Has seen very little use in the year iv owned it.
Will need a bit of fettling in its new home.

















£150 ono. Trying to free up some money for a profile/counter profile and raised panel block.. 

im based in hull for anyone wanting to view or collect..


----------



## tom owens (4 Apr 2010)

Its going on e bay this week if theres no interest on here.
It does need a clean down which i will do when remove it from its bench.
open to offers to


----------



## Jaydmarsh (20 Feb 2013)

Hello,
I'm interested in your item can you please tell me what Fettling will be required? Just so long as all parts etc are working and correct it'll be fine. Also is it possible for you to deliver? 
Many thanks


----------



## Phil Pascoe (20 Feb 2013)

Jaydmarsh":v1yqtpbt said:


> Hello,
> I'm interested in your item can you please tell me what Fettling will be required?

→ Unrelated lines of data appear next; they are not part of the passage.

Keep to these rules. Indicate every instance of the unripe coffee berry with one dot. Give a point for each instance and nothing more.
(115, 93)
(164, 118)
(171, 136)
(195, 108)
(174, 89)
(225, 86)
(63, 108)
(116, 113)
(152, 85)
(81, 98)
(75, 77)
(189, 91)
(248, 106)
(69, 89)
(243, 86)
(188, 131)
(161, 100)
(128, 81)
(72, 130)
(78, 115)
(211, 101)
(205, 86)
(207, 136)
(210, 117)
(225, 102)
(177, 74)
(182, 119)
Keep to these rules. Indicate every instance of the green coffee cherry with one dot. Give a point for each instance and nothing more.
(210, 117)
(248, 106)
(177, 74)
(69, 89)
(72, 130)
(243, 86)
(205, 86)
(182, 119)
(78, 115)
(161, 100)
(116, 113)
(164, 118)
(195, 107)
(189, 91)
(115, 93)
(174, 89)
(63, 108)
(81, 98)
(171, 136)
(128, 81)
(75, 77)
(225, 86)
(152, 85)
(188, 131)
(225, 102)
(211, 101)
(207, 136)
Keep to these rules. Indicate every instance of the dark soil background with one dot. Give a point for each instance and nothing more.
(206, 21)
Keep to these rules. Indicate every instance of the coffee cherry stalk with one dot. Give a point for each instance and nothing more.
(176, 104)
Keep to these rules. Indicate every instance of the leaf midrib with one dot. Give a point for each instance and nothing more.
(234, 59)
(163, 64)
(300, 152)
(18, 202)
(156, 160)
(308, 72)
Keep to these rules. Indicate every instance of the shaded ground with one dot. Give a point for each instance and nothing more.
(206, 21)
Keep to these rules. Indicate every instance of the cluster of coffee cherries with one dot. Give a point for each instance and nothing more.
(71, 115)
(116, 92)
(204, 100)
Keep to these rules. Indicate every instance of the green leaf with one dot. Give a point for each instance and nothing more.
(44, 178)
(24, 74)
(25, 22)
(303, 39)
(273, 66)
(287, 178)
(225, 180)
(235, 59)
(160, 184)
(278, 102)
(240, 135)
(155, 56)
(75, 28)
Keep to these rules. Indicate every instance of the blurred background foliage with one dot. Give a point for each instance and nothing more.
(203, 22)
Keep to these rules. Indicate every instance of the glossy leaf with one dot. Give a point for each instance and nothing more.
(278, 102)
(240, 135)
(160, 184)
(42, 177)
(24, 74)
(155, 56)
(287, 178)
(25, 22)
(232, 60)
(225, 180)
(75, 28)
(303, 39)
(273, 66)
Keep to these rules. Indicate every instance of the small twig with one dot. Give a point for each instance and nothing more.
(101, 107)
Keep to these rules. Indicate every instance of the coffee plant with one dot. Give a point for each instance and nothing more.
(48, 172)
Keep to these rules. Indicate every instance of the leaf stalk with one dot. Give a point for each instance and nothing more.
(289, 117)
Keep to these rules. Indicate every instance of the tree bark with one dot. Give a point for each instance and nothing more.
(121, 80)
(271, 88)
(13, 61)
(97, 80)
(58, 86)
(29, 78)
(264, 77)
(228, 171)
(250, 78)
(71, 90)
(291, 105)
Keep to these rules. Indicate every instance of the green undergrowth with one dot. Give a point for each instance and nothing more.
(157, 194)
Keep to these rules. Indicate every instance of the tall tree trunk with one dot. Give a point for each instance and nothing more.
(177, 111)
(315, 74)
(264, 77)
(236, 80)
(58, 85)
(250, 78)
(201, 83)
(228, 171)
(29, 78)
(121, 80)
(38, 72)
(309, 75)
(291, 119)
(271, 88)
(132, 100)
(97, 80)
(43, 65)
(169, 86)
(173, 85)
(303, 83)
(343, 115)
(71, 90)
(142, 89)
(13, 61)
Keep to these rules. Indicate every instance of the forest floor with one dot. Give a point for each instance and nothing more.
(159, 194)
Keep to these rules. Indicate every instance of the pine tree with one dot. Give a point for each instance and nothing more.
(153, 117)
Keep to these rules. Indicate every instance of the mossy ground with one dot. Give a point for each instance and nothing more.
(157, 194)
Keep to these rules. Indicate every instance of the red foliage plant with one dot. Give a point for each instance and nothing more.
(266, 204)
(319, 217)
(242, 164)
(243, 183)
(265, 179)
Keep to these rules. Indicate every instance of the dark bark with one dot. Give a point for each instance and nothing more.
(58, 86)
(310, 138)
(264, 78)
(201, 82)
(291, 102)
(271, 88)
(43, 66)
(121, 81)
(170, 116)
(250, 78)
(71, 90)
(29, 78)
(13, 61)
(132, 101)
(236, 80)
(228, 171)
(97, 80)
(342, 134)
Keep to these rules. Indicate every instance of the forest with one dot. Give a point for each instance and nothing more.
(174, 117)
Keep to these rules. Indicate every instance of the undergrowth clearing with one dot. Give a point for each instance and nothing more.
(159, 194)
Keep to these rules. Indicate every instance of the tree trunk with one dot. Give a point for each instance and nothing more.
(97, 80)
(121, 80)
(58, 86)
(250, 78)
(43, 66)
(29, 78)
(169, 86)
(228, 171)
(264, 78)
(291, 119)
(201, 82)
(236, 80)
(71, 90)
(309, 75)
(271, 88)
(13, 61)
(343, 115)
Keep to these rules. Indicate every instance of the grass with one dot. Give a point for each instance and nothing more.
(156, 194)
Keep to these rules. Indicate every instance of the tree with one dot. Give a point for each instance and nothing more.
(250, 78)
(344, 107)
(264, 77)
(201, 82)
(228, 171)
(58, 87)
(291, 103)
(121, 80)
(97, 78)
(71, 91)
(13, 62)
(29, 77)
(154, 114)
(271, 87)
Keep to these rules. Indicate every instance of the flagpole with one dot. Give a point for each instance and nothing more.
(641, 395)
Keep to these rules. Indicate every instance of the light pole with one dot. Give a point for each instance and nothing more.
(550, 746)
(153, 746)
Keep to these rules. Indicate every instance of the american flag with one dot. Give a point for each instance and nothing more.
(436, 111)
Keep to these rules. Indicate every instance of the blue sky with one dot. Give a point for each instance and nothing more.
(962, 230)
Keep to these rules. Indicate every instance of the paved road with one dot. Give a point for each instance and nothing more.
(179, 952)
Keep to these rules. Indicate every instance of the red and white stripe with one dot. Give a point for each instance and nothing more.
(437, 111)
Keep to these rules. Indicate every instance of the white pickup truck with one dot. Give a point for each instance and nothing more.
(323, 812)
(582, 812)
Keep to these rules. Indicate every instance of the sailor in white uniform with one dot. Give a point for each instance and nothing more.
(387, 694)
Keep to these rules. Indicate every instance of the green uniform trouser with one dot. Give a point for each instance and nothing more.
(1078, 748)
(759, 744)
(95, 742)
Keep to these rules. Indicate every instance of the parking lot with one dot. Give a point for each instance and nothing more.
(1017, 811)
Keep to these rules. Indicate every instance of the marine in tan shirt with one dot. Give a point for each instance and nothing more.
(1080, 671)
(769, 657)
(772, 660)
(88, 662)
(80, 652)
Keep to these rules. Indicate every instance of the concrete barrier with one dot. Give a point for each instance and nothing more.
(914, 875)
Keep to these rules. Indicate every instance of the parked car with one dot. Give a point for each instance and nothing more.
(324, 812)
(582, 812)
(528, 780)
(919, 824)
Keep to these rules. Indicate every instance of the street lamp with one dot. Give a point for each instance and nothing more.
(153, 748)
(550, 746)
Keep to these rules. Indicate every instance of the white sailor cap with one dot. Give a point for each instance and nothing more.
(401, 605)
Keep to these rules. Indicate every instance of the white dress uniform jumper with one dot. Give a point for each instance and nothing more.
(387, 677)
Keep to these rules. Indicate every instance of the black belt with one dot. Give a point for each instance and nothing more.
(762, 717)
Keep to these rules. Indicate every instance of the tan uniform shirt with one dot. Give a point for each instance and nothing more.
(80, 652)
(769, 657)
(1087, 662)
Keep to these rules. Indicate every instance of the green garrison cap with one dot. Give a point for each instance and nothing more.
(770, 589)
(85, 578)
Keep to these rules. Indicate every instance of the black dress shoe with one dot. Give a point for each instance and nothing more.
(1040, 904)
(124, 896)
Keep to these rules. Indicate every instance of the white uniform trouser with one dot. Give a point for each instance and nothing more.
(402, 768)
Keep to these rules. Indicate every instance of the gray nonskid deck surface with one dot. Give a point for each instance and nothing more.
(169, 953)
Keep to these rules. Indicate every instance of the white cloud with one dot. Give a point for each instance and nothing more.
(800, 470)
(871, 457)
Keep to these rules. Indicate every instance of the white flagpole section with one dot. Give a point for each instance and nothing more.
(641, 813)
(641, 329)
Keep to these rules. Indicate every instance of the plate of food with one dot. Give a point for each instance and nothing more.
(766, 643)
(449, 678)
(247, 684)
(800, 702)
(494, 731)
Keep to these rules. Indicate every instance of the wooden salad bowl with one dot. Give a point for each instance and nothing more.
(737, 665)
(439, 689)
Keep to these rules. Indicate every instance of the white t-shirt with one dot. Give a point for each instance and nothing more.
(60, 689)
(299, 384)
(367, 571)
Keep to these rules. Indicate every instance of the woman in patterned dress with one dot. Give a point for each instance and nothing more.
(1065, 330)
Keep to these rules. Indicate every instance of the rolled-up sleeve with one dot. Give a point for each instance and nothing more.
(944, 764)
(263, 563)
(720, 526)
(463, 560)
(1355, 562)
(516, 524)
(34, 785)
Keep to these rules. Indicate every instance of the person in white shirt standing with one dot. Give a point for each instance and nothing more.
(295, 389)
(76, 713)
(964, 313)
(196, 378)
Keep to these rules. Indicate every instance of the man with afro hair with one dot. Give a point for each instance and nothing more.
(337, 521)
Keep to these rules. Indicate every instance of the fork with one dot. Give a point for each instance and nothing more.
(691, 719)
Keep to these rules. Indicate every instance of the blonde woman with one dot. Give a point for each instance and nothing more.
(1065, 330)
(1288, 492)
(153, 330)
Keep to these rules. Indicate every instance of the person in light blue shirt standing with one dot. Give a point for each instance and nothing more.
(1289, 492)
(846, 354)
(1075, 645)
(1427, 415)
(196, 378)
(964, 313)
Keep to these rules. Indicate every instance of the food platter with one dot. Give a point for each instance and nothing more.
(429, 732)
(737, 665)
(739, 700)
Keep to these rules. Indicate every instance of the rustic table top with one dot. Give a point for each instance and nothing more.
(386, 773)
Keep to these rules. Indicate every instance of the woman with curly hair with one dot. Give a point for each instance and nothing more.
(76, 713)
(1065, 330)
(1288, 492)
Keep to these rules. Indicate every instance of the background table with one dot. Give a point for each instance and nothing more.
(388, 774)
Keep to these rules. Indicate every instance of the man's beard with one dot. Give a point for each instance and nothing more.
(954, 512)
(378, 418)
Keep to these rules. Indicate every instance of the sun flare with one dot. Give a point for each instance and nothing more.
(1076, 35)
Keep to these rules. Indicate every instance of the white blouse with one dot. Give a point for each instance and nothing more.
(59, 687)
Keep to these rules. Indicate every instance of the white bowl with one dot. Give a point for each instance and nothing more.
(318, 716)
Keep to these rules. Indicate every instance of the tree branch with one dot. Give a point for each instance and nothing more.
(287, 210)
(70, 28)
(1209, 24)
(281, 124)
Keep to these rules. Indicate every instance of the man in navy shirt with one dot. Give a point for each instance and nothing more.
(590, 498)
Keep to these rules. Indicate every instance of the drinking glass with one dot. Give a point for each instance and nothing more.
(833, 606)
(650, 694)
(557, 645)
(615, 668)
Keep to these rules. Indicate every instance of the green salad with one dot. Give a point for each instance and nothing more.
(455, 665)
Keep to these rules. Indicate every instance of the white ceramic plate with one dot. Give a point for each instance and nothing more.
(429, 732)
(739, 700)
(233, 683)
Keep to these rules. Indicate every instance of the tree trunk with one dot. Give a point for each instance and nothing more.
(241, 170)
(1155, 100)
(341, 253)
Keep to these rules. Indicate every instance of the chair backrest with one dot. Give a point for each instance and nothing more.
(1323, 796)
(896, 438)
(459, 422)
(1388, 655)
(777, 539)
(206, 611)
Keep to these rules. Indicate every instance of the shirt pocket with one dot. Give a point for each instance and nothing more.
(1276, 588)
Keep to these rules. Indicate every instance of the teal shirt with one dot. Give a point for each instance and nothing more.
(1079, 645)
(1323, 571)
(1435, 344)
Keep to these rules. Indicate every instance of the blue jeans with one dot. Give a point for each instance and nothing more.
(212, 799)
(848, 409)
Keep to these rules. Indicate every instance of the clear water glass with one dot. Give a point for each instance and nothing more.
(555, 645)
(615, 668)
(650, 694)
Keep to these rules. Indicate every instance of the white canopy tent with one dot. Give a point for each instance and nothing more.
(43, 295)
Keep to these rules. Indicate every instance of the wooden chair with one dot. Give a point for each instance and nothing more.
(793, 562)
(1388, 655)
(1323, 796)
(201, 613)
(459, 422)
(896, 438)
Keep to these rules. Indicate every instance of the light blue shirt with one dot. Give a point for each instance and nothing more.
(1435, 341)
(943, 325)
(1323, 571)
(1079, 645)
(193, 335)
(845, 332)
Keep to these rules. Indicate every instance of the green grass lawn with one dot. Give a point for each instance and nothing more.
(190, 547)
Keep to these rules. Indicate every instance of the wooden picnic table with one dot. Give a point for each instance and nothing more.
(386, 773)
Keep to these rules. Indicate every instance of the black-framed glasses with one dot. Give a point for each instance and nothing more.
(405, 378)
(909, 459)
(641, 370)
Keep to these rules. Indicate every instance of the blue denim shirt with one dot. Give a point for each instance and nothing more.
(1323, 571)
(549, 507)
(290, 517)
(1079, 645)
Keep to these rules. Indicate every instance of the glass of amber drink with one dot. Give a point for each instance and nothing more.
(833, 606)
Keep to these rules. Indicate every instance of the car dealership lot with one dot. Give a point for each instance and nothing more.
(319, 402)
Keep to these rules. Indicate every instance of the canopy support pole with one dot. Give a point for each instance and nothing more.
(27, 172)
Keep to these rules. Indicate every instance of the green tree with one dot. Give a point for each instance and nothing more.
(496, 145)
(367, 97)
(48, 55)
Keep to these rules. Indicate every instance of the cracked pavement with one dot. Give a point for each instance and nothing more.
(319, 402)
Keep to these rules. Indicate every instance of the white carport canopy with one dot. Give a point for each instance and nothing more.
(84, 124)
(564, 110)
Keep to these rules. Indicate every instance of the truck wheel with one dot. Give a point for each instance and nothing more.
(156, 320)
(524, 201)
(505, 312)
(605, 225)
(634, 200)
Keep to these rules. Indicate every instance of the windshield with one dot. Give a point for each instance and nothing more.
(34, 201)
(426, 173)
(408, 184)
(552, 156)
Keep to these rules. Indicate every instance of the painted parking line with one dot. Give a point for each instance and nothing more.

Just so long as all parts etc are working and correct it'll be fine. Also is it possible for you to deliver?
> Many thanks



Optimistic - look at the date of the post.


----------



## carlb40 (20 Feb 2013)

Jaydmarsh":34ld02xt said:


> Hello,
> I'm interested in your item can you please tell me what Fettling will be required? Just so long as all parts etc are working and correct it'll be fine. Also is it possible for you to deliver?
> Many thanks


You do realise the post is 2yrs old and is probably sold now


----------



## Random Orbital Bob (20 Feb 2013)

That's funny


----------



## Random Orbital Bob (20 Feb 2013)

Mind you I've done it plenty of times myself


----------